For an evolving ISA like RISC-V, it is common that we will have support for new instructions or new ISA extensions to the backend. In this post, we explain the steps to add a new instruction to an existing backend. In this case, we use the riscv64 backend as an example, but the process is similar to other backends as well.

Table of contents generated with markdown-toc

1. Add constants (src/codegen/riscv64/constants-riscv64.h)

constants-riscv64.h defines constants that are related to instruction classes and encodings that are shared by the Assembler, Disasm, and Simulator. You will need to add new opcode to enum Opcode_t and other constants if it uses a new instruction format. Sometimes, a new instruction uses a new class of registers. Then one needs to add new register classes to register-riscv64.h.

2. Add to the assembler (src/codegen/riscv64/assembler-riscv64.h/cc)

Add a new Assembler API to assembler-riscv64.cc and assembler-riscv64.h as the generator for the new instruction. These Assembler APIs are typically named after the instruction name unless there is a naming conflict, such as and is named as and_.

// assembler-riscv64.h
void add(Register rd, Register rs1, Register rs2);

// assembler-riscv64.cc
void Assembler::add(Register rd, Register rs1, Register rs2) {
  GenInstrALU_rr(0b0000000, 0b000, rd, rs1, rs2);
}

If the instruction uses a new instruction format, one needs to add a new generator function for this new instruction format (e.g., GenInstrALU_rr).

3. Add to the simulator (src/codegen/riscv64/simulator-riscv64.h/cc)
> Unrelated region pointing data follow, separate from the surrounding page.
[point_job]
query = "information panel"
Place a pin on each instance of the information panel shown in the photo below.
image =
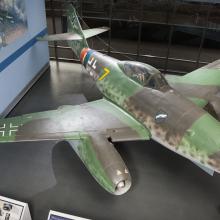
(53, 215)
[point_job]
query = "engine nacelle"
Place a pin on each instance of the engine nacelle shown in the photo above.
(103, 162)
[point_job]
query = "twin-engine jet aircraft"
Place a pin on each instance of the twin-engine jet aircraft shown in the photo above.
(181, 113)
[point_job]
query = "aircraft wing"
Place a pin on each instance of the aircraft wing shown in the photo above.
(200, 85)
(71, 122)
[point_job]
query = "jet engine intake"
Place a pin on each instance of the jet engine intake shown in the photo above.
(103, 162)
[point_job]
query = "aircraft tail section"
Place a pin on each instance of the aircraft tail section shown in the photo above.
(76, 36)
(74, 26)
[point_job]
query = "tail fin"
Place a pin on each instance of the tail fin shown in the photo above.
(75, 27)
(76, 37)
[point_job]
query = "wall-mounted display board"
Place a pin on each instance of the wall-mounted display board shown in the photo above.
(13, 20)
(53, 215)
(22, 57)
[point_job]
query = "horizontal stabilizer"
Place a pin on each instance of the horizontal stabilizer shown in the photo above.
(204, 168)
(60, 37)
(94, 31)
(73, 36)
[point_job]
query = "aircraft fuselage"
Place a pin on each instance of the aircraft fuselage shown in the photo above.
(173, 120)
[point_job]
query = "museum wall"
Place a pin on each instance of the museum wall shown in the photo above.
(23, 59)
(174, 36)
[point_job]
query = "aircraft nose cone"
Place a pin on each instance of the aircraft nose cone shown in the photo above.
(201, 143)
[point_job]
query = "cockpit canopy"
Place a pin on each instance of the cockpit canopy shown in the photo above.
(144, 74)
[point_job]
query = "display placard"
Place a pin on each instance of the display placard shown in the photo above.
(13, 210)
(53, 215)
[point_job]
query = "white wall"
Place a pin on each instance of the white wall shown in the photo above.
(22, 60)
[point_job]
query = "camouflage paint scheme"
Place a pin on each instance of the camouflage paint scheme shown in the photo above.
(138, 104)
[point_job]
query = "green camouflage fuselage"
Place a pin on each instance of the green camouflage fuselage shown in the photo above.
(186, 129)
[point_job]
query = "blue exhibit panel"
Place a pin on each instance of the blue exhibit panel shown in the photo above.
(22, 60)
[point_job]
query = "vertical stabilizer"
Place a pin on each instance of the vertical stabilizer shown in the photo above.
(75, 27)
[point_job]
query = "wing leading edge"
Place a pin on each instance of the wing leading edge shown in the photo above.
(71, 122)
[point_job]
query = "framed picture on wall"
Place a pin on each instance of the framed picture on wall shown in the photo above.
(13, 21)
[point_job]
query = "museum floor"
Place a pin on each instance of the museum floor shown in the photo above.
(49, 175)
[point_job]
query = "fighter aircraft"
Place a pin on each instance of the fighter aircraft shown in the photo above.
(139, 103)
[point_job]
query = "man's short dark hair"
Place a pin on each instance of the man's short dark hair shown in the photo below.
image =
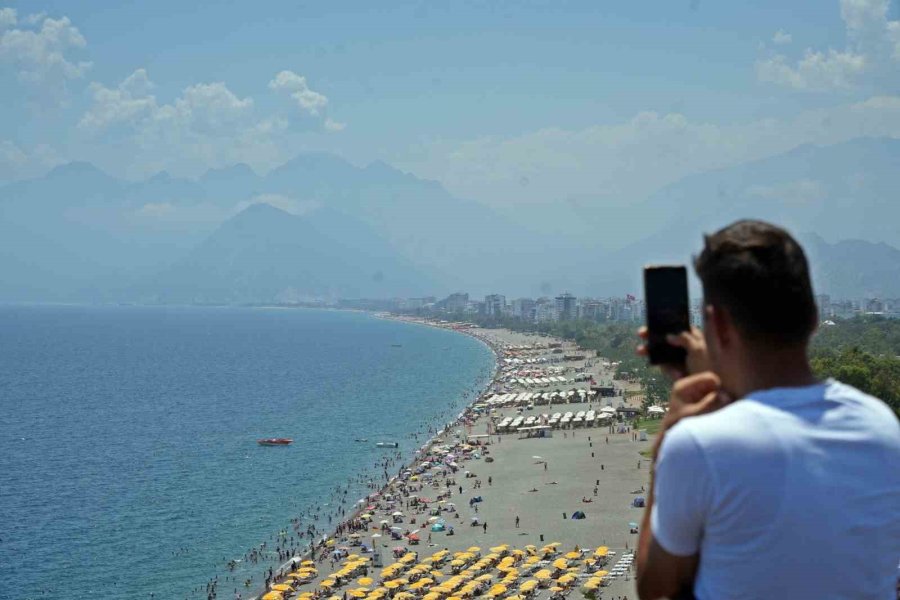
(758, 273)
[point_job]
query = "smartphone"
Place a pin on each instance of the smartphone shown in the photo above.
(665, 293)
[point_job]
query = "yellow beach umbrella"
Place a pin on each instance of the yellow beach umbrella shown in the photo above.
(497, 590)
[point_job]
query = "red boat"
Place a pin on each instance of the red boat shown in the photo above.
(275, 442)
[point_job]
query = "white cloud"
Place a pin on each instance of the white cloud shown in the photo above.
(7, 17)
(618, 163)
(815, 71)
(331, 125)
(308, 100)
(41, 56)
(35, 18)
(873, 49)
(127, 102)
(781, 37)
(207, 125)
(17, 162)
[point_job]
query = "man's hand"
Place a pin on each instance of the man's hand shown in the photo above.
(694, 344)
(692, 395)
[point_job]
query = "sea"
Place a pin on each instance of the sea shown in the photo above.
(129, 463)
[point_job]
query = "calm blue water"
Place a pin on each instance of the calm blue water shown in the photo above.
(128, 455)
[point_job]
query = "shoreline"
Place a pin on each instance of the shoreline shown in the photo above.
(469, 414)
(288, 565)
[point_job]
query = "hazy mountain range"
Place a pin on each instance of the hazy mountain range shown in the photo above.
(320, 227)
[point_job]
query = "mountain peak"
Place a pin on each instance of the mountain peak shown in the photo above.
(235, 171)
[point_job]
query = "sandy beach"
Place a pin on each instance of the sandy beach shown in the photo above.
(528, 488)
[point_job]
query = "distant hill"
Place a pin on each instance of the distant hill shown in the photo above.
(264, 254)
(854, 268)
(79, 234)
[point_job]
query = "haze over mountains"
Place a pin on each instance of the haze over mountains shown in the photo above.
(319, 227)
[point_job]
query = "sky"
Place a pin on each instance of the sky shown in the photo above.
(516, 105)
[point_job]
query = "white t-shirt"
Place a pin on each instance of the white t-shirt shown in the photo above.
(789, 493)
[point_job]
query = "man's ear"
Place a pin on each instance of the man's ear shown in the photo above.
(722, 325)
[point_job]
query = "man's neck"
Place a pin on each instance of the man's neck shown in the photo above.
(768, 369)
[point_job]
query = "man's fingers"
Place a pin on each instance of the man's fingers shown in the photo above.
(684, 340)
(695, 387)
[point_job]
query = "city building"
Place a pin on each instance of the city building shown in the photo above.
(495, 305)
(457, 302)
(523, 308)
(565, 307)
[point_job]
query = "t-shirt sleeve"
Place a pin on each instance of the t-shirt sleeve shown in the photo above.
(682, 493)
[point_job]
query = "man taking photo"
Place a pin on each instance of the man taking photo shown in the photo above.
(767, 482)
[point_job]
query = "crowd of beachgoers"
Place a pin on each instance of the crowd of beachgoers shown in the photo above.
(400, 492)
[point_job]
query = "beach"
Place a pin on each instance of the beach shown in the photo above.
(529, 488)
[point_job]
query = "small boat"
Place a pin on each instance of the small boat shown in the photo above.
(275, 441)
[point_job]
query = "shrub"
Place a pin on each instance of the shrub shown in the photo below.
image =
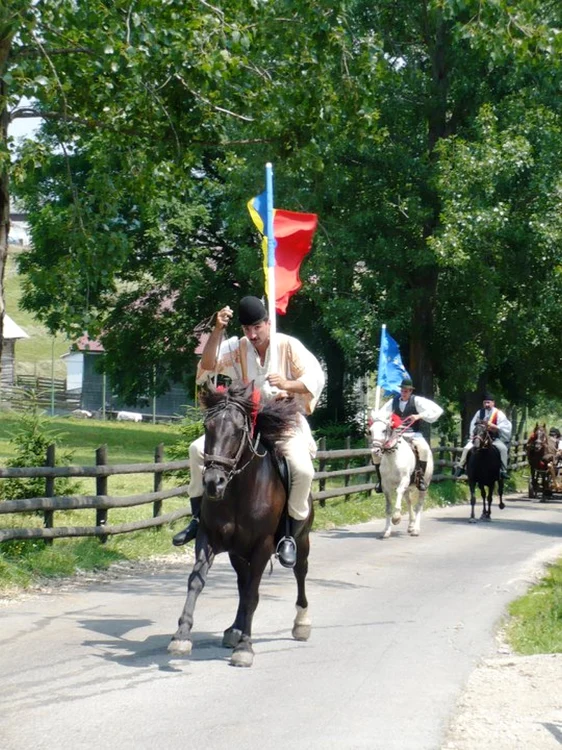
(31, 440)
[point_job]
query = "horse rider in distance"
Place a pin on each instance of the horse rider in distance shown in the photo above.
(499, 428)
(299, 375)
(405, 404)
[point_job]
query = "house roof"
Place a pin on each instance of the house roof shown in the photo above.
(12, 330)
(86, 344)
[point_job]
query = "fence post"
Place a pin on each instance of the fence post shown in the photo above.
(321, 467)
(347, 463)
(158, 481)
(369, 477)
(453, 455)
(49, 490)
(101, 489)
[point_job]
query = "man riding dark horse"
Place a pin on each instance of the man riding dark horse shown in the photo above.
(298, 375)
(499, 428)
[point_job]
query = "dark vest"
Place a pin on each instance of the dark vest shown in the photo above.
(408, 411)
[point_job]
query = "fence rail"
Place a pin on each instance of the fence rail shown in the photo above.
(102, 502)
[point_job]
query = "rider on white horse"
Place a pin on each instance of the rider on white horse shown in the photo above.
(418, 408)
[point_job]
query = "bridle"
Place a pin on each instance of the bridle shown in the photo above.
(212, 460)
(392, 435)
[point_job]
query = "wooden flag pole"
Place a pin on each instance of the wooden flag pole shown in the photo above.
(271, 268)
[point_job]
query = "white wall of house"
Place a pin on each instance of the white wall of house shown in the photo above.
(74, 362)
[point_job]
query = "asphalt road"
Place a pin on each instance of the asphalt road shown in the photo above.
(398, 626)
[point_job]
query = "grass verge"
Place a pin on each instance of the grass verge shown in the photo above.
(535, 626)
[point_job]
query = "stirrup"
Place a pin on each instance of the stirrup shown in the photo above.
(286, 552)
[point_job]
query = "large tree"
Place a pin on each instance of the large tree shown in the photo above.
(426, 136)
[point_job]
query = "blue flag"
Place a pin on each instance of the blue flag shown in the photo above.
(391, 369)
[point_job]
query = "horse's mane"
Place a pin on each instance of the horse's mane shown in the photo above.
(274, 420)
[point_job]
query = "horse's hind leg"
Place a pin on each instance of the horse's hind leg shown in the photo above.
(302, 624)
(232, 635)
(181, 640)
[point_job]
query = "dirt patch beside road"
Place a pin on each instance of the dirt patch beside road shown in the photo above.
(512, 702)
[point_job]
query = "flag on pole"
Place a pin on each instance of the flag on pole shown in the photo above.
(391, 370)
(293, 233)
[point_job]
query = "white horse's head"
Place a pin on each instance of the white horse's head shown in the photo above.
(382, 430)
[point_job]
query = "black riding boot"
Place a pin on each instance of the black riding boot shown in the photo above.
(287, 547)
(378, 484)
(420, 471)
(190, 532)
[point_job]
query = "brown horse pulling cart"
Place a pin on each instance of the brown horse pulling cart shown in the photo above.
(545, 463)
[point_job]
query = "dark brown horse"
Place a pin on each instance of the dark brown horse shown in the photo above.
(483, 470)
(540, 453)
(243, 511)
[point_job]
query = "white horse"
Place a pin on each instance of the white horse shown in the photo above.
(397, 467)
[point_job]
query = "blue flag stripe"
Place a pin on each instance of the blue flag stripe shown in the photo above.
(391, 369)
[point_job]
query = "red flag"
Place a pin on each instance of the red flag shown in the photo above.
(293, 233)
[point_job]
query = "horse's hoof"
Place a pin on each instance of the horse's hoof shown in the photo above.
(180, 648)
(243, 657)
(231, 638)
(301, 631)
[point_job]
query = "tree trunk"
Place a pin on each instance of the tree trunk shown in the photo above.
(335, 386)
(5, 45)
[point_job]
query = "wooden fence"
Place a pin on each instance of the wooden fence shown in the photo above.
(333, 466)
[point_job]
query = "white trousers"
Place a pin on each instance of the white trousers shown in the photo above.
(499, 444)
(299, 450)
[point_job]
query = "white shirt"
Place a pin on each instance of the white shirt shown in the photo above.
(428, 410)
(503, 424)
(295, 362)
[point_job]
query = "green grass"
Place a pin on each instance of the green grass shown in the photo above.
(536, 618)
(24, 563)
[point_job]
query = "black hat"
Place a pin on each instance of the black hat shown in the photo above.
(251, 311)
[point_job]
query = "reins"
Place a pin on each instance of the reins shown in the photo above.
(390, 444)
(212, 460)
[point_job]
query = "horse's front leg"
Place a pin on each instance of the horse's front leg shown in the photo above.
(302, 624)
(414, 526)
(243, 654)
(472, 487)
(400, 492)
(485, 512)
(388, 523)
(181, 640)
(500, 493)
(232, 635)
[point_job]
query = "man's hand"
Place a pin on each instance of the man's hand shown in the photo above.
(223, 317)
(278, 381)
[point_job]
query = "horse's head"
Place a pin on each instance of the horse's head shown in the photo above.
(480, 436)
(385, 433)
(229, 422)
(538, 440)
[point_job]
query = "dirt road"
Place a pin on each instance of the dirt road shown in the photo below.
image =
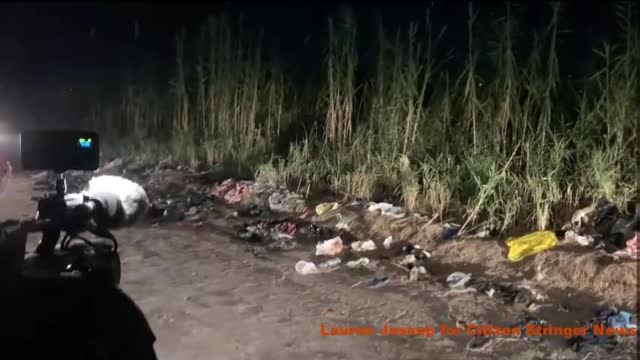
(207, 298)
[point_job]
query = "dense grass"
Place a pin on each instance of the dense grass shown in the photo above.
(515, 146)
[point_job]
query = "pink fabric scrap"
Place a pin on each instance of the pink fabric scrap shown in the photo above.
(6, 172)
(632, 246)
(237, 193)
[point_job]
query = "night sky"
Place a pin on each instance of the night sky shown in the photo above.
(48, 48)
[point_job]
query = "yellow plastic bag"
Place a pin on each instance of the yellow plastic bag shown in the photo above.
(531, 244)
(325, 207)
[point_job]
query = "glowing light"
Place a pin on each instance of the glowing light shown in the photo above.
(84, 142)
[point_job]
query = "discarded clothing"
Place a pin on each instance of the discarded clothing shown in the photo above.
(326, 207)
(531, 244)
(329, 247)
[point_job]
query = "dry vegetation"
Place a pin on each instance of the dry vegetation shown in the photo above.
(515, 146)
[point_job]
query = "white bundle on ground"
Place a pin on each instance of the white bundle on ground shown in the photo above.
(126, 202)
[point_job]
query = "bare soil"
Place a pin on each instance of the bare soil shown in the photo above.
(206, 297)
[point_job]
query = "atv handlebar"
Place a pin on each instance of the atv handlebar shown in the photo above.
(71, 214)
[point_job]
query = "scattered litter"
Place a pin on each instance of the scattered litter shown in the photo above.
(283, 242)
(326, 207)
(330, 265)
(416, 271)
(387, 242)
(330, 247)
(608, 343)
(621, 320)
(388, 210)
(481, 344)
(584, 240)
(631, 251)
(321, 231)
(287, 227)
(360, 263)
(450, 231)
(416, 251)
(377, 282)
(530, 244)
(306, 268)
(458, 280)
(342, 225)
(408, 261)
(361, 246)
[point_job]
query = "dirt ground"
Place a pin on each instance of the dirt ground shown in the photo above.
(206, 297)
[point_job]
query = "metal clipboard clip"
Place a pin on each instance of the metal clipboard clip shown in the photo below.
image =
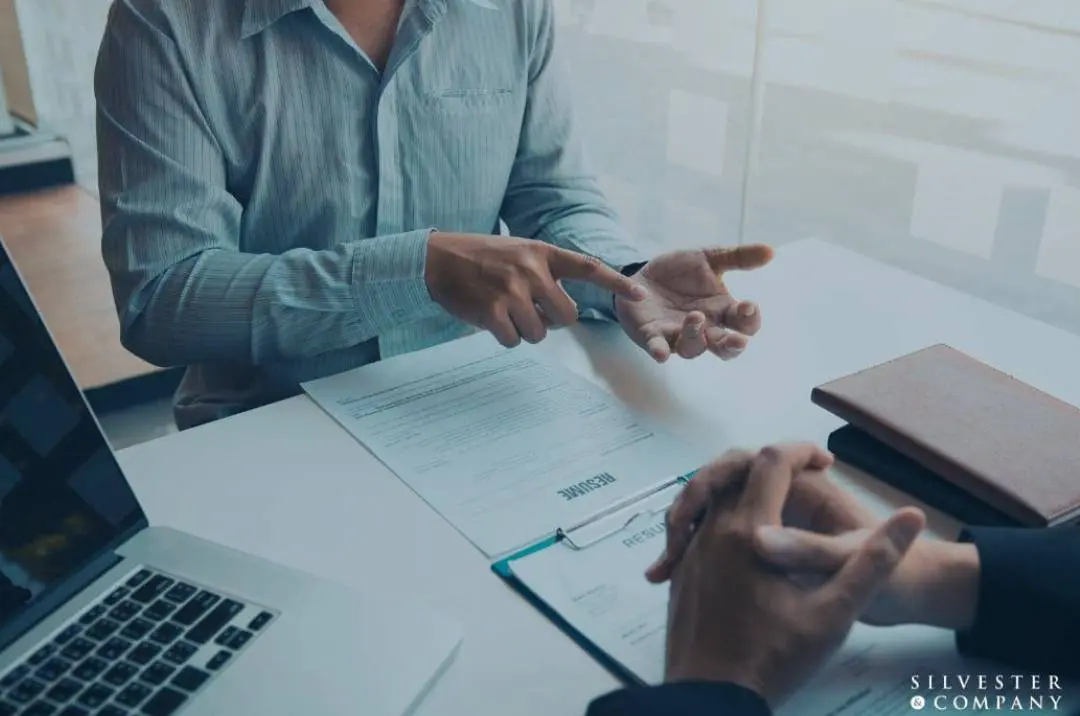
(615, 518)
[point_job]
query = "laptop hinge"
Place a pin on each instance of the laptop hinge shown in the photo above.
(65, 591)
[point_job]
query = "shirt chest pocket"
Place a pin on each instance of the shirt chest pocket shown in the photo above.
(466, 102)
(467, 140)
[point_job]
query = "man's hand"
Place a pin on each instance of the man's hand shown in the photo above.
(688, 309)
(510, 286)
(936, 583)
(736, 619)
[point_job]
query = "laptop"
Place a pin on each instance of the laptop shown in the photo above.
(103, 615)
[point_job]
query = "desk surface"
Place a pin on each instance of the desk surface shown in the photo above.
(55, 240)
(286, 483)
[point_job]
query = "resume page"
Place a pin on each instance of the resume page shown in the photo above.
(505, 446)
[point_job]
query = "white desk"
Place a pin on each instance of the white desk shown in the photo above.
(286, 483)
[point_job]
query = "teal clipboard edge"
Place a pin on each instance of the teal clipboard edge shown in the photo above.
(503, 568)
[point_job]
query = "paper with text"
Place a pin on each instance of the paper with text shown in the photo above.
(601, 591)
(505, 446)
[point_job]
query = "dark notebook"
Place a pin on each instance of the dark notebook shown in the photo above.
(962, 436)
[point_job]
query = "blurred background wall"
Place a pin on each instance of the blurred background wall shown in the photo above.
(939, 135)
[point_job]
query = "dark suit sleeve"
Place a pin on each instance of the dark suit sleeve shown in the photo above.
(685, 699)
(1028, 612)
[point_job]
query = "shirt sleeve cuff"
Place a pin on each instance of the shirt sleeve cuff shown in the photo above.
(388, 277)
(686, 699)
(1011, 562)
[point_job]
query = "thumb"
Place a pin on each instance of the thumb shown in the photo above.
(867, 570)
(738, 258)
(797, 550)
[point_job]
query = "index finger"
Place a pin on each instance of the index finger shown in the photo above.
(771, 475)
(689, 505)
(738, 258)
(578, 267)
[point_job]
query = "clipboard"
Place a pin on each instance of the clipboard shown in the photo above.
(605, 524)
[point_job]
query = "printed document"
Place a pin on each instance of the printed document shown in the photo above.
(504, 445)
(601, 591)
Implement the behavior of the instruction in the simulator as shown blow:

void Simulator::DecodeRVRType() {
  switch (instr_.InstructionBits() & kRTypeMask) {
    case RO_ADD: {
      set_rd(sext_xlen(rs1() + rs2()));
      break;
    }

Note that constants like kRTypeMask is defined in constants-riscv64.h and is shared by both Assembler, Simulator, and Disasm.

4. Test the instruction

Once an instruction is added to the Assembler and the Simulator, it can be tested under the simulator build run. The new instruction needs to be added test/cctest/test-assembler-riscv64.cc

UTEST_R2_FORM_WITH_OP(add, int64_t, LARGE_INT_EXCEED_32_BIT, MIN_VAL_IMM12, +)

which is a macro that specifies two input operands to add and compare it against the expected result computing by + the two operands.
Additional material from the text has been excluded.